Most of these posts will delve into the utilization of Natural Language Processing (NLP) for qualitative research in education. Over the past year, I’ve been drawn into emergent qualitative methods, particularly those involving NLP. This journey began several years ago with proprietary software like LIWC-22, which analyzes text on a psychological level, and has evolved into hands-on programming with Python.
I’ve been exploring various Python packages:
- NLTK: A leading platform for building Python programs to work with human language data.
- spaCy: An open-source library for advanced NLP tasks.
- gensim: Useful for unsupervised topic modeling and natural language processing.
- BERTopic and SentenceBERT: Modern tools for topic modeling and semantic similarity that leverage transformer models.
Currently, I’m fixated on building a Jupyter Notebook qualitative research pipeline. This pipeline starts with Whisper, an automatic speech recognition system, to transcribe audio and video files into text, outputting a CSV file.
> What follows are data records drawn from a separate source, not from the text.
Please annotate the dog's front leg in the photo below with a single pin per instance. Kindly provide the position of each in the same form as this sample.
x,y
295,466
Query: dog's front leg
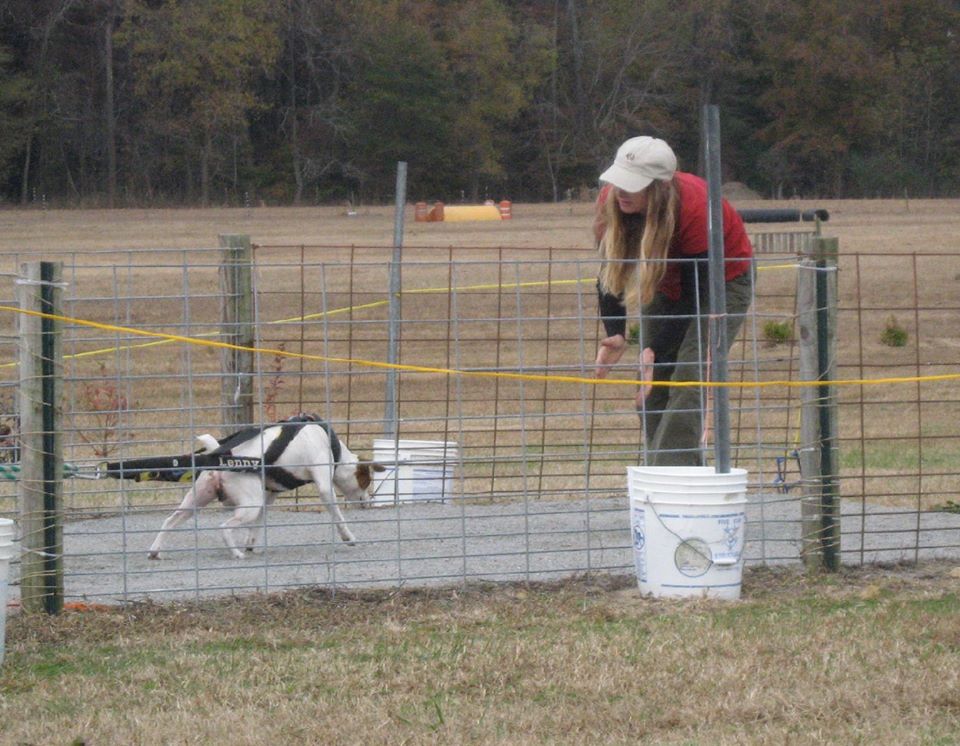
x,y
202,492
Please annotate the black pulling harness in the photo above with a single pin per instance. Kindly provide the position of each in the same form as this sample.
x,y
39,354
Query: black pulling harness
x,y
183,468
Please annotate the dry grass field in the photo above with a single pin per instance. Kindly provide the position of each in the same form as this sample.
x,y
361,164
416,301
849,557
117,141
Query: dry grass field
x,y
899,260
867,656
861,225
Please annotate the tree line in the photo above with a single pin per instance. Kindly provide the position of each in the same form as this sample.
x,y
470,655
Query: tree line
x,y
147,102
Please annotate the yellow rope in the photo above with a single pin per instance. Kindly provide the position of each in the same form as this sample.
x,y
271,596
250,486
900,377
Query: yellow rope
x,y
480,374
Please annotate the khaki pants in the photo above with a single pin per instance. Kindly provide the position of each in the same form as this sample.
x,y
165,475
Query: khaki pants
x,y
672,417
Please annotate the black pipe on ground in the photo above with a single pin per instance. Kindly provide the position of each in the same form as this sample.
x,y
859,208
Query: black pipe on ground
x,y
783,216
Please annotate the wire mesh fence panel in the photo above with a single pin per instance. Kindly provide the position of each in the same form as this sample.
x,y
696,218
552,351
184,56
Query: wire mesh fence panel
x,y
494,369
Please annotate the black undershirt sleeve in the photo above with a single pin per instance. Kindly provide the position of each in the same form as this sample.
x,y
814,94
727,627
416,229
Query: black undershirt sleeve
x,y
666,329
613,314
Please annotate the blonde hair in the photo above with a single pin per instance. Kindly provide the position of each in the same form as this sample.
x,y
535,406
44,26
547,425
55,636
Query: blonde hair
x,y
623,255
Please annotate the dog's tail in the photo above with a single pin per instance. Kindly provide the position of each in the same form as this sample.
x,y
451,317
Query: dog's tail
x,y
208,442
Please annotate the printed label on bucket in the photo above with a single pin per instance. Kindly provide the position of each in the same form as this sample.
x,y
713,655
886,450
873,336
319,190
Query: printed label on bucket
x,y
693,557
639,545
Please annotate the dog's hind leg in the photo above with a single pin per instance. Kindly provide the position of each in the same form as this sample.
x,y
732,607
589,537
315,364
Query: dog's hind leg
x,y
322,478
245,493
202,492
242,517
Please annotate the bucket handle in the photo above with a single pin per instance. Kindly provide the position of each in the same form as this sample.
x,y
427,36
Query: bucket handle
x,y
719,562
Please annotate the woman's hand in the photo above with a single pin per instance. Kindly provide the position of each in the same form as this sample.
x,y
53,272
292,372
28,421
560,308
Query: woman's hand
x,y
646,375
609,353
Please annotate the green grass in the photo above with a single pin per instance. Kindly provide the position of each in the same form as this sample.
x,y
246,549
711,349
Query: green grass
x,y
865,657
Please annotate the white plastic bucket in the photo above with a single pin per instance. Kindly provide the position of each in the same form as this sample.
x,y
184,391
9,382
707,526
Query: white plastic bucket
x,y
688,525
7,545
421,470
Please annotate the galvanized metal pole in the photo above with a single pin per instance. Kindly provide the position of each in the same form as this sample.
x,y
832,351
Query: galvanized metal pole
x,y
41,462
391,424
237,328
718,292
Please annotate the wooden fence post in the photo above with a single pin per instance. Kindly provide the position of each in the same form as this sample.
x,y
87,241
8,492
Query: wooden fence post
x,y
40,488
819,467
826,251
236,389
809,453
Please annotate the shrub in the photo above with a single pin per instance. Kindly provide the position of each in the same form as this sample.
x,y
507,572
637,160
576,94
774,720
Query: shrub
x,y
777,332
893,334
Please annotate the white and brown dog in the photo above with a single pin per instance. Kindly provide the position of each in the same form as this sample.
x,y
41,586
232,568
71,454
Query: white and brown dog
x,y
257,464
This file becomes the foundation for further text analytics and machine learning processes such as:
- Sentiment Analysis: Determining the emotional tone behind the words.
- Topic Modeling: Uncovering hidden structures in text data.
- Semantic Similarity: Measuring the likeness between sentences or documents.
By integrating these tools, my hope is to streamline the research process and contribute meaningful insights into educational practices and policies. This approach is rooted in the idea of computational grounded theory, as discussed by Laura K. Nelson*. Computational grounded theory combines traditional qualitative methods with computational techniques, allowing researchers to analyze large volumes of textual data more efficiently while still maintaining the depth of qualitative analysis.
*Nelson, L. K. (2020). Computational grounded theory: A methodological framework. Sociological Methods & Research, 49(1), 3-42.